Отвесили в 10 раз больше. Навеска тоже выглядела крохотной. Подошла женщина, технолог цеха, придирчиво проверила мои расчеты и дала команду ставить ампулу с солью в печь. Через двое или трое суток выгрузили кристалл в виде большой цилиндрической були. Но прежде чем определить сцинтилляционную способность детектора, нужно булю распилить, отполировать кристаллы-детекторы, запаковать их в контейнеры и потом измерить их свойства на электронной аппаратуре. На это уходит около месяца. Так что ставить дальнейшие опыты в печах нам пришлось, не зная предыдущих результатов. Больше расчетов веса добавки мы не делали, а просто увеличивали число миллиграммов первой навески с европием в два, три раза и так далее. Позвонил Шамовский. Я доложил, что выращенные кристаллы выглядят нормально.

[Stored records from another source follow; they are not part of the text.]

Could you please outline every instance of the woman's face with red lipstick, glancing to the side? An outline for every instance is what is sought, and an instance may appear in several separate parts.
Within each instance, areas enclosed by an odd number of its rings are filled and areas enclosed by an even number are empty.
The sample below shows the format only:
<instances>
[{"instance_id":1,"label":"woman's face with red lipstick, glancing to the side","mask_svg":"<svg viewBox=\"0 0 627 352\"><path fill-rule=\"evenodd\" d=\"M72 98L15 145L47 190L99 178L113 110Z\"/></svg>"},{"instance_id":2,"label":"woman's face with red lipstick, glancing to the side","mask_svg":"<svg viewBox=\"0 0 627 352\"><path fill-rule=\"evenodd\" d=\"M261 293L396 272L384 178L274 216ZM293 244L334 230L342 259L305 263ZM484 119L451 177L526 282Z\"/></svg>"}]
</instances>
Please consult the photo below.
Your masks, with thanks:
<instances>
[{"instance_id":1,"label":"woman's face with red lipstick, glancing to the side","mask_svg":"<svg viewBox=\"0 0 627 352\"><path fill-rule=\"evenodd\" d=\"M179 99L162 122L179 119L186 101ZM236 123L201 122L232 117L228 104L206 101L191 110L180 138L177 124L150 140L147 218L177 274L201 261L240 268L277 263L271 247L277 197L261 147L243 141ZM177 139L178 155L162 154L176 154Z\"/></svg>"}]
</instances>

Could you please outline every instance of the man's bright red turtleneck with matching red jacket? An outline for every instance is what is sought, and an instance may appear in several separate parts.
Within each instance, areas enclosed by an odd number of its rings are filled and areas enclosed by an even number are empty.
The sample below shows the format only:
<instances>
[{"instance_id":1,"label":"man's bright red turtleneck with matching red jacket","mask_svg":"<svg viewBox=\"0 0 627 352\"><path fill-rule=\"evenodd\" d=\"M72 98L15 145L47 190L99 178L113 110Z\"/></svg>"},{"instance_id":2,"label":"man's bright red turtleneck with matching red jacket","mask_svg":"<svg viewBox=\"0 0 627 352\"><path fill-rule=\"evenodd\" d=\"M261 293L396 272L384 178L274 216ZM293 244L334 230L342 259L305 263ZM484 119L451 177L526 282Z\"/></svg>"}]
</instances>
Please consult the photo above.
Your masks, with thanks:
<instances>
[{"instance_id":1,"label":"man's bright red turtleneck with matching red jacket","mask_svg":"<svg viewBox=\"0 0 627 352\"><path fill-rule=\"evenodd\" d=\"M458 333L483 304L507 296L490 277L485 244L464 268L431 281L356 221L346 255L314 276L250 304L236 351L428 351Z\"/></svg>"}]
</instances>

В общей сложности мы успели провести 8 опытов по выращиванию и через месяц вернулись в Москву. А когда я отчитывался Шамовскому, и он перепроверил мой расчет навески, то я испытал шок. Оказалось, что при расчете первой навески я потерял один нуль и, значит, взвешивая европий, мы брали все его навески в 10 раз больше, чем планировали. Причем во всех опытах. Но Лев Матвеевич повел себя сдержанно. Он сказал тогда, что все-таки хорошо, что я сам первый рассказал о содеянной ошибке. Помню, что он сослался на пример с П. Л, Капицей: «У него уборщица случайно разбила графин и сказала, что это не она. Тогда Капица ее уволил, он сказал, что такому человеку нельзя доверять». Далее Шамовский попросил меня написать письмо главному инженеру Харьковского завода А. Л. Лифицу и объяснить, что произошло. Я так и сделал.